Above-ground rapid transit routes don't have to be in the middle of expressways. Think about the Yonge line north of Bloor, or much of the BD line.
 
I don't know... I actually dislike the above-ground sections of the Spadina line, being right in the middle of Allen Road and all.
Maybe I'm the only one.

Dislike, in what way? In that case, *none* of these Dan Ryan-style expressway-median transitways are likeable--not that they *beg* being "likeable", of course, any more than the Allan Road itself, or the 401, etc...
 
I like the above ground portions of TO's subway... why would anyone prefer to see a black wall? The above ground portions of NYC's system offer especially great views. That's one thing I miss in Montreal... nothing above ground.
 
Above-ground rapid transit routes don't have to be in the middle of expressways. Think about the Yonge line north of Bloor, or much of the BD line.

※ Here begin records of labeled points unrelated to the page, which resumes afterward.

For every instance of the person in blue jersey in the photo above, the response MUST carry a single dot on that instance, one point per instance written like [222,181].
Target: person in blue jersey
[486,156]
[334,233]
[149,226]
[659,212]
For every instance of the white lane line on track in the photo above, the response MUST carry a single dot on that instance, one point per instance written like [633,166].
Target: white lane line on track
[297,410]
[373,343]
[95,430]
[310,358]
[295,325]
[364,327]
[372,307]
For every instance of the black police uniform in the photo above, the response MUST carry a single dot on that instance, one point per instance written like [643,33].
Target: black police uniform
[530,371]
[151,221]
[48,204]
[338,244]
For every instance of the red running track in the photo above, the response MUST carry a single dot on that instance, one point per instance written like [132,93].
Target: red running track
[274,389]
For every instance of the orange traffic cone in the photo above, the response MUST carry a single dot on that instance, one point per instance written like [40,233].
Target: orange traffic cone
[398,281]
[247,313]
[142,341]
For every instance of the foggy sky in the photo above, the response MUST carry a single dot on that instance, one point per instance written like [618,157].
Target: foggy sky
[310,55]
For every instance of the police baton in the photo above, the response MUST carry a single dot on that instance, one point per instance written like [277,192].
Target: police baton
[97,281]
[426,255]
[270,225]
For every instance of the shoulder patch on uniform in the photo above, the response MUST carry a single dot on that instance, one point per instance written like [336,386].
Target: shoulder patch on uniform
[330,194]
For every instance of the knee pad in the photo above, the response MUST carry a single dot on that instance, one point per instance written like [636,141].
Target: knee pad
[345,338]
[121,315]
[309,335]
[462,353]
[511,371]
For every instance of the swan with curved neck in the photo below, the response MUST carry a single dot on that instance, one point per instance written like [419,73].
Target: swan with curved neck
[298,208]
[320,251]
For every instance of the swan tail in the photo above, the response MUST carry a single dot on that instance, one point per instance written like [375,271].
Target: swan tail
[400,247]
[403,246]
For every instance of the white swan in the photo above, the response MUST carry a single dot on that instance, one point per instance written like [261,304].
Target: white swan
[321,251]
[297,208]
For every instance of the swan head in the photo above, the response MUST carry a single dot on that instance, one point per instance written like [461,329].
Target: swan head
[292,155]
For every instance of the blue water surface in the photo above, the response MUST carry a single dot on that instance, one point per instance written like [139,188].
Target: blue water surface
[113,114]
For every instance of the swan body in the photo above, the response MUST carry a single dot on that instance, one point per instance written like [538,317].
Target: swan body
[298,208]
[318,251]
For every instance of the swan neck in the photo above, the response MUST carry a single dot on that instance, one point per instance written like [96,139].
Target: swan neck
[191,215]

Between Rosedale and St. Clair stations, it used to be all in a ditch. Slowly, it was covered over in a deck. There is also a desire to deck over the Davisville yards.
 
I believe the justification they used for tunnelling it the whole way was that they'd have to, get this, make a minor realignment of Interchange Way. That's right. The subway is being tunnelled under government owned land, not even using cut and cover except for the stations, all to avoid a tiny realignment of a single road which (provided google maps isn't outdated) has nothing at all on it in the affected section.

Seriously. That's what I remember reading. If I'm wrong please correct me, because I desperately want to believe they aren't that stupid.